O meu mundo está de pernas para o ar. É assim que o imagino e gosto dele. Completamente do avesso. E na roda da vida acho que vou virá-lo mais uma vez. Vou fazer dele a minha montanha russa e girar até à infância. E voltar, ir, voltar. Porque essa parte de mim nunca morreu. Uma e outra vez acaba por adormecer, enroscada sobre si mesma, sem se aperceber. Alguns sonos são longos, outros nem tanto. Mas a minha infância vive dentro de mim, essa criança que nunca morre ou se cansa. Que descobre a cada cheiro e a cada gesto a maravilha de estar viva. Essa criança trago-a comigo para me lembrar de sentir.
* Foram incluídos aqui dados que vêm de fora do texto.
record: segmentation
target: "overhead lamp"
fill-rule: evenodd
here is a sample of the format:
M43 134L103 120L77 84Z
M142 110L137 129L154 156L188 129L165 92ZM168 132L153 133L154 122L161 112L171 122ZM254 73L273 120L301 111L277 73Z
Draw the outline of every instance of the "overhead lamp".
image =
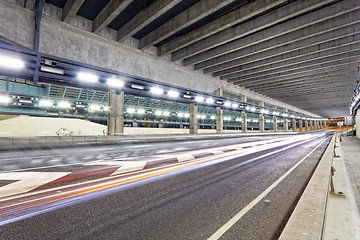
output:
M185 113L185 114L184 114L184 117L188 118L188 117L190 117L190 114Z
M75 107L77 107L77 108L85 108L86 106L83 105L83 104L76 104Z
M9 103L11 102L11 98L8 96L0 95L0 103Z
M42 107L51 107L53 105L53 101L51 100L40 100L39 105Z
M246 109L246 110L250 110L251 107L250 107L250 106L246 106L245 109Z
M231 106L232 106L233 108L238 108L238 107L239 107L239 104L233 103Z
M103 110L104 110L104 111L109 111L109 106L104 106L104 107L103 107Z
M77 78L80 81L88 82L88 83L96 83L99 80L99 77L92 73L87 72L79 72Z
M19 58L14 58L4 55L0 56L0 67L20 70L24 68L24 66L25 63Z
M184 113L178 113L178 117L183 117Z
M170 115L170 112L169 112L169 111L165 111L165 112L163 112L163 115L164 115L164 116L169 116L169 115Z
M245 108L245 105L244 105L244 104L241 104L241 105L240 105L240 108L244 109L244 108Z
M261 112L261 113L265 113L265 109L262 108L262 109L260 110L260 112Z
M157 116L162 115L162 111L159 111L159 110L155 111L155 115L157 115Z
M208 104L213 104L214 102L215 102L215 100L213 98L206 99L206 103L208 103Z
M138 90L144 90L144 86L137 85L137 84L131 84L131 88L138 89Z
M230 107L230 106L231 106L231 103L230 103L230 102L225 102L225 103L224 103L224 106L225 106L225 107Z
M211 118L212 120L214 120L214 119L215 119L215 116L213 115L213 116L211 116L210 118Z
M201 118L201 119L205 119L206 116L205 116L205 115L201 115L200 118Z
M144 114L144 113L145 113L145 109L140 108L140 109L137 110L137 113L138 113L138 114Z
M59 108L69 108L70 107L70 103L66 102L66 101L62 101L58 103L58 107Z
M172 98L176 98L179 96L179 92L173 91L173 90L169 91L167 94L169 95L169 97L172 97Z
M184 98L187 98L187 99L191 99L191 96L190 96L190 95L184 94L183 97L184 97Z
M253 122L256 122L256 123L257 123L257 122L259 122L259 120L257 120L257 119L254 119L254 120L253 120Z
M135 113L135 108L128 108L126 109L127 113Z
M152 87L150 89L150 92L153 93L153 94L156 94L156 95L161 95L164 93L164 90L162 90L161 88L159 87Z
M196 96L196 97L195 97L195 101L197 101L197 102L203 102L203 101L204 101L204 98L201 97L201 96Z
M216 101L216 104L223 104L222 101Z
M256 111L256 108L255 108L255 107L252 107L252 108L250 108L250 110L251 110L252 112L255 112L255 111Z
M265 114L269 114L270 111L266 109L266 110L264 111L264 113L265 113Z
M290 115L290 117L291 117L291 118L295 118L295 116L294 116L294 115Z
M90 110L92 110L92 111L100 111L100 105L91 104L90 105Z
M124 86L124 82L123 82L123 81L121 81L121 80L119 80L119 79L117 79L117 78L114 78L114 77L109 78L109 79L106 81L106 83L107 83L109 86L115 87L115 88L121 88L121 87Z
M235 121L241 122L241 118L236 118Z
M54 67L49 67L49 66L40 66L40 71L55 73L55 74L59 74L59 75L64 75L64 73L65 73L64 69L54 68Z

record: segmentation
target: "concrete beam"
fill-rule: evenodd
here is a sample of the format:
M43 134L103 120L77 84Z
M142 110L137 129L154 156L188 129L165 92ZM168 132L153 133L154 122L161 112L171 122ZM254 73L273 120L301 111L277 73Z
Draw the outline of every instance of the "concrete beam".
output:
M306 38L307 33L302 33L301 35L295 35L296 31L302 28L317 28L317 33L321 33L324 29L334 28L333 25L339 25L338 22L347 22L351 23L351 19L354 21L359 21L356 16L358 16L357 9L360 8L360 3L355 3L351 1L339 2L331 6L322 8L315 12L303 15L301 17L289 20L285 23L275 25L273 27L267 28L263 31L236 39L226 44L223 44L218 47L213 47L209 51L203 51L198 53L195 56L188 57L188 54L180 59L184 59L184 65L195 64L198 62L205 61L210 58L214 58L229 52L232 52L237 49L247 48L251 45L265 42L272 39L272 45L282 44L284 41L275 41L274 39L285 35L287 38L296 39L297 38ZM343 16L342 16L343 15ZM345 19L346 18L346 19ZM331 27L328 25L330 24ZM343 24L340 24L343 25ZM320 31L320 32L319 32ZM304 37L305 36L305 37ZM190 47L190 46L189 46ZM186 49L186 48L184 48ZM182 50L182 49L181 49ZM189 50L188 50L189 51ZM172 60L176 58L176 53L172 54ZM173 57L174 56L174 57Z
M202 0L170 19L145 37L140 39L140 49L154 45L181 29L190 26L209 14L225 7L234 0Z
M360 27L360 24L359 24ZM328 44L331 43L331 44ZM260 58L258 61L232 67L220 72L213 73L213 77L225 77L228 74L243 73L244 75L251 71L265 71L268 69L277 69L284 66L292 66L297 63L309 63L315 60L321 60L324 57L333 56L339 53L345 53L358 49L360 46L360 32L358 34L337 39L335 41L314 45L305 49L291 51L269 58Z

Tenho essa criança em mim para me lembrar que o meu mundo está de pernas para o ar. E posso mudá-lo de novo. Posso sair para a rua e apanhar chuva, gritar ou rir e não interessa o que me podem dizer. «Porque corres, porque choras, porque gritas, porque sorris?». E eu respondo matreira: «Não sou eu, sabes, é essa criança que me assalta de quando em vez». Chamo-lhe Loucura, mas contou-me, em certa ocasião, que afinal se chama Vida. Corre atrás de mim nas ruas e chama-me para correr atrás dela, mas nem sempre oiço o seu chamamento. «Sabes, é como o piano. Gosto tanto de o ouvir que às vezes me esqueço do resto da orquestra». Eu sou o piano, mas tenho em mim violinos e guitarras. Preciso de aprender a ouvir as suas notas. Preciso dessa criança rebelde a saltar-me no peito.  Mais do que tudo isso, preciso do meu mundo de pernas para o ar. A rodar no sentido inverso dos ponteiros do relógio. E que graça teria, no fim, se o meu mundo não fosse ao contrário?  Por favor deixa-o ficar do avesso. Deixa-me girar e girar até ficar tonta neste universo sem sentido. Tão parecido comigo na sua perfeita imperfeição. Completamente de pernas para o ar.